Light at the end of the tunnel?

Light at the end of the tunnel?

A return to third quarter sales growth at Laurent-Perrier adds to signs that Champagne is on an upward curve in 2010, but pricing pressure is a serious concern.

The best guess is for a gradual climb, and pricing problems could yet burst the bubble, but there is no doubt that green shoots are sprouting in northern France's Champagne vineyards.

Laurent-Perrier today reported sales up 7% in value and 30% in volume in the three months to the end of December. 

Its sales figures follow news of 6% volume growth for the Champagne sector in the final two months of 2009, as reported by trade body Comité Interprofessionnel des Vins de Champagne (CIVC) this week.

Champagne is one of the most cyclical of all alcoholic drinks, so it was no surprise when the sector was one of the first to fall amid the global economic implosion in autumn 2008. 

Nor should it be a surprise if Champagne is one of the first drinks categories to regain ground, as confidence in economic recovery grows in major export markets. 

A glance at stocks of major Champagne houses shows that the sector, like stock markets around the world, has travelled far since the dark days of a year ago.

Laurent-Perrier's share price is 43% ahead of this time last year, while rival Vranken-Pommery Monopole is 52% ahead, Boizel Chanoine Champagne is 71% up and Moet Hennessy (LVMH) has gained 64%.

These climbs are steeper than many stock market recoveries over the last 12 months, including the FTSE 100, which is up by just under 25% for the same period.

Sales performance has varied greatly depending on which countries a company counts as key markets. Volume sales of Champagne in France, for example, were largely flat in 2009 against 2008.

Most Champagne sector employees and officials have said, either to just-drinks or in public statements, that they remain cautious on 2010. The Governor of the Bank of England said today that global economic recovery remains fragile.

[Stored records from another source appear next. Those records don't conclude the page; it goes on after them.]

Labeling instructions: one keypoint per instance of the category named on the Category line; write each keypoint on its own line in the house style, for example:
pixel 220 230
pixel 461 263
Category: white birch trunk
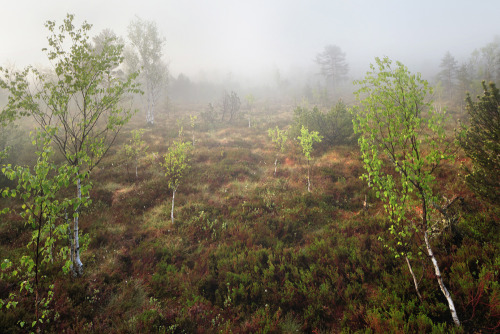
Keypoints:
pixel 70 240
pixel 77 262
pixel 414 278
pixel 445 291
pixel 172 212
pixel 152 109
pixel 308 178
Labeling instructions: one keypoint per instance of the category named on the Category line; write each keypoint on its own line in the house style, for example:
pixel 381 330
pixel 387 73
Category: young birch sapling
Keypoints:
pixel 192 120
pixel 250 101
pixel 82 100
pixel 136 148
pixel 176 165
pixel 42 211
pixel 306 140
pixel 402 143
pixel 279 139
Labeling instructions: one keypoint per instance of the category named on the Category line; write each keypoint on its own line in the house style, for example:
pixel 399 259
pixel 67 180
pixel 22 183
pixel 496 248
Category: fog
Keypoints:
pixel 248 41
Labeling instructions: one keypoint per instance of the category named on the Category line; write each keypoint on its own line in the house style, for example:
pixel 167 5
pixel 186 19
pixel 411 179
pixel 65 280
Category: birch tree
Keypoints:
pixel 145 55
pixel 80 103
pixel 402 143
pixel 306 140
pixel 176 164
pixel 43 213
pixel 279 139
pixel 136 148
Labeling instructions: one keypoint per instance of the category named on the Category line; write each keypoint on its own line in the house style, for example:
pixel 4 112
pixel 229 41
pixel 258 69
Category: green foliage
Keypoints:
pixel 136 147
pixel 176 162
pixel 43 212
pixel 279 138
pixel 306 141
pixel 335 125
pixel 145 54
pixel 81 99
pixel 481 142
pixel 401 142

If a reminder were needed of the delicate nature of recovery and the difficulties of 2009 for Champagne, Remy Cointreau has in the last week announced plans to cut around a quarter of jobs at Champagne division Piper-Heidsieck.

Price erosion is a significant problem for Champagne.

Consumers, helped on in recent months by retailer discounting, are stubbornly resisting efforts by the likes of Laurent-Perrier to shift them up to higher priced bottles of fizz.

Laurent-Perrier's price/mix declined by 22% in its third quarter and by 14% for its first nine months. The CIVC has reported global Champagne volumes down 9% for 2009, but value sales down 17%, indicating consumers have traded down to cheaper brands.

"We remain cautious for wines and spirits," independent analyst Véronique Adam, previously of JPMorgan and founder of Pablofinance, said following the release of LVMH sales figures last week.

"We think that down trading is not over and might prevent Moet-Hennessy to restore its margins," she said, predicting low single digit growth in Moet Hennessy Champagne and Cognac sales in 2010.

A move by the CIVC to limit production from the 2009 harvest should go some way to constrain oversupply, which could foster lower pricing.

Around 293m bottles of Champagne were sold in 2009, according to CIVC figures. That compares to 322.5m bottles in 2008 and a record 339m bottles in 2007.

Some industry leaders have taken a more philosophical approach to the fall in volume sales, bearing in mind that two years ago the media was awash with "fears" that Champagne could not produce enough bottles to supply global demand.

Champagne sales by volume can only afford to grow by an average 2% annually for the next decade, otherwise there will by supply shortages, Ghislain de Montgolfier, president of the Union des Maisons de Champagne (UMC), said last year.

A planned expansion of the Champagne growing region is not expected to come into force for several years.